Thursday, August 26, 2010

The Sandwich Swap

I absolutely adore her Majesty Queen Rania Al Abdullah of Jordan! Yes, she's a Queen and yes, she's beautiful, but it's more than that. If I am going to admire someone, it's going to be for her acts of kindness, her compassion for others and her humanitarian efforts and not what she is wearing, who she is dating or what movie she recently starred in. Queen Rania is just this sort of person. With her emphasis on education for all and promotion of human welfare and social reform, she is the type of person that I strive to be and hope that Emmy will be too. Emmy has asked me on numerous occasions why she is here on Earth (not sure where this stems from...maybe her study of planets with her friends at school). I always tell her that she is here to love others and help whenever needed. I've said it so often that she will now tell me that her "purpose is to help all people." I applaud her for knowing her purpose and focusing on people and not things.

Finding books that help communicate the idea that we are all citizens of this wonderful world is not always easy. However, Queen Rania has written a book that celebrates our differences in a way that is easily understood by young children. Written along with Kelly DiPucchio , (check out this post on Kelly's Blog). The Sandwich Swap is a picture book based on Queen Rania's childhood experiences.

Emmy really enjoys this book! It has been taken off the shelf so often at our local book shop that we may be wearing out the pages! Here's a sneak peek at the beginning of this amazing book:

It all began with a peanut butter and jelly sandwich…and it ended with a hummus sandwich.

Salma and Lily were best friends at school.

They drew pictures together.

They played on the swings together.

They jumped rope together.

And they ate their lunches together.

But just what they ate was a little different.

Lily ate a peanut butter and jelly sandwich every day for lunch.

Salma ate a hummus and pita sandwich every day for lunch.

And although Lily never said it out loud, she thought Salma's sandwich looked weird and yucky. She felt terrible that her friend had to eat that icky chickpea paste every day. EW. Yuck.

And although Salma never said it out loud, she thought Lily's sandwich looked strange and gross. She felt just awful that her friend had to eat that gooey peanut paste every day. EW. Gross.

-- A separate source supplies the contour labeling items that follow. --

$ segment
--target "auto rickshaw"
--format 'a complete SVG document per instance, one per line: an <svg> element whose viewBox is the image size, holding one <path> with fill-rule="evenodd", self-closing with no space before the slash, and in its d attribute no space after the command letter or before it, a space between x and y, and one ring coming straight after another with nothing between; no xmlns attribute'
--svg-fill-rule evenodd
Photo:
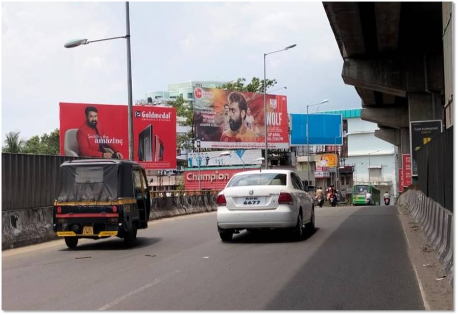
<svg viewBox="0 0 458 315"><path fill-rule="evenodd" d="M124 238L148 227L151 201L144 169L115 159L74 160L60 165L53 229L70 248L80 238Z"/></svg>

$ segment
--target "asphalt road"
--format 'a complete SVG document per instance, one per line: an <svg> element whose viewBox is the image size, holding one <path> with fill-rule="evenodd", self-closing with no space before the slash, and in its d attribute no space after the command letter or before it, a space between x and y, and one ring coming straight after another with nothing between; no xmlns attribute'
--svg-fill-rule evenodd
<svg viewBox="0 0 458 315"><path fill-rule="evenodd" d="M269 232L223 243L213 212L155 222L127 249L111 238L4 251L2 309L424 309L395 207L316 216L298 242Z"/></svg>

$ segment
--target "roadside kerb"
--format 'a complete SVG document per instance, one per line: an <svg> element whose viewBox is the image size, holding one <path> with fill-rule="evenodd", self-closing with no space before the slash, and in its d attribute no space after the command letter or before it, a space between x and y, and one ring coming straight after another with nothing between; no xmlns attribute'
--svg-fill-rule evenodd
<svg viewBox="0 0 458 315"><path fill-rule="evenodd" d="M420 190L409 190L396 201L406 207L436 251L450 285L453 285L453 214Z"/></svg>

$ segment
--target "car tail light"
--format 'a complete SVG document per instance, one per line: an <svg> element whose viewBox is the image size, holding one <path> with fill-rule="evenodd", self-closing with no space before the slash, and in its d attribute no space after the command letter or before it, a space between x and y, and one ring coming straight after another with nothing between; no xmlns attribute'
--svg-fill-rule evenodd
<svg viewBox="0 0 458 315"><path fill-rule="evenodd" d="M293 196L288 192L280 192L278 196L278 204L280 205L292 205L294 203L293 201Z"/></svg>
<svg viewBox="0 0 458 315"><path fill-rule="evenodd" d="M218 195L218 198L216 198L216 204L219 206L226 205L226 197L224 197L224 194Z"/></svg>

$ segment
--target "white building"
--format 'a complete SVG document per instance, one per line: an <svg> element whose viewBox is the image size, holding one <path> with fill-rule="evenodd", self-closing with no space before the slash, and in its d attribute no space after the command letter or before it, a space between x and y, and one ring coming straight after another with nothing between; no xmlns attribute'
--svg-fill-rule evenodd
<svg viewBox="0 0 458 315"><path fill-rule="evenodd" d="M348 151L346 165L353 165L355 184L369 183L388 190L392 196L398 195L396 147L377 138L377 124L361 119L361 109L320 112L342 114L348 122ZM384 192L384 191L382 191Z"/></svg>
<svg viewBox="0 0 458 315"><path fill-rule="evenodd" d="M220 81L191 81L180 83L172 83L168 85L166 91L148 92L146 93L146 97L147 99L148 98L151 98L154 100L160 99L176 99L181 96L187 101L192 101L194 100L193 92L195 87L215 88L226 83L227 82Z"/></svg>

I for one love the use of this metaphor (lunch sandwiches) for the differences between two friends from different cultures and am delighted by how the two girls come up with a solution at the end of the story that not only unifies their friendship, but gives all the children the chance to celebrate their uniqueness! Even Emmy, who is not one to try new foods, asked to have hummus for lunch after our first reading.

Listen to her Majesty as she describes how "our differences can enrich our lives."

Saturday, August 14, 2010

The Giant Hug

Hugs, hugs, hugs. Nothing is better than a special hug from someone who cares about you and this book celebrates this from the very first page all the way to the end.

The Giant Hug, written by Sandra Horning and illustrated by Valeri Gorbachev, is a cheerful and heartwarming tale of a pig named Owen who wants to send a hug to his Granny and a picture just will not do.
"I want to send a real hug. I'll give the mailman a hug
and ask him to send it to Granny."
Owen finds a lot of supportive mail carriers who help him to pass his giant hug from his hometown to his Granny's. Each postal worker provides a link in the hug passing chain from the local mail sorter to an airplane pilot to Granny's mail carrier. I absolutely love the way that Owen's hug creates such harmony and acts of kindness. Captain Johnson bellows, "Now isn't that a grand way to start the day!" as he receives a hug from a driver.

This book reminds me of a previous post where I wrote about What Can I Do Today which is a book that also focuses on how an act of kindness makes us all feel better. In addition to spreading warmth, this book gives a wonderful look at how the postal service works and Ms. Horning should know as her father worked at the post office for many, many years.

If you're not sure your's or your child's hug will make it through the mail system as Owen's did, check out Sandra's website for a printable certificate good for one giant hug! I'm sure anyone, especially grannies, would love to receive this certificate along with a photograph of you or your child with arms open wide.
"Please make the hug just as giant when you pass it on to the mailman," Owen said.

Hugs, especially a child's, are precious and instantly change your whole outlook for the better.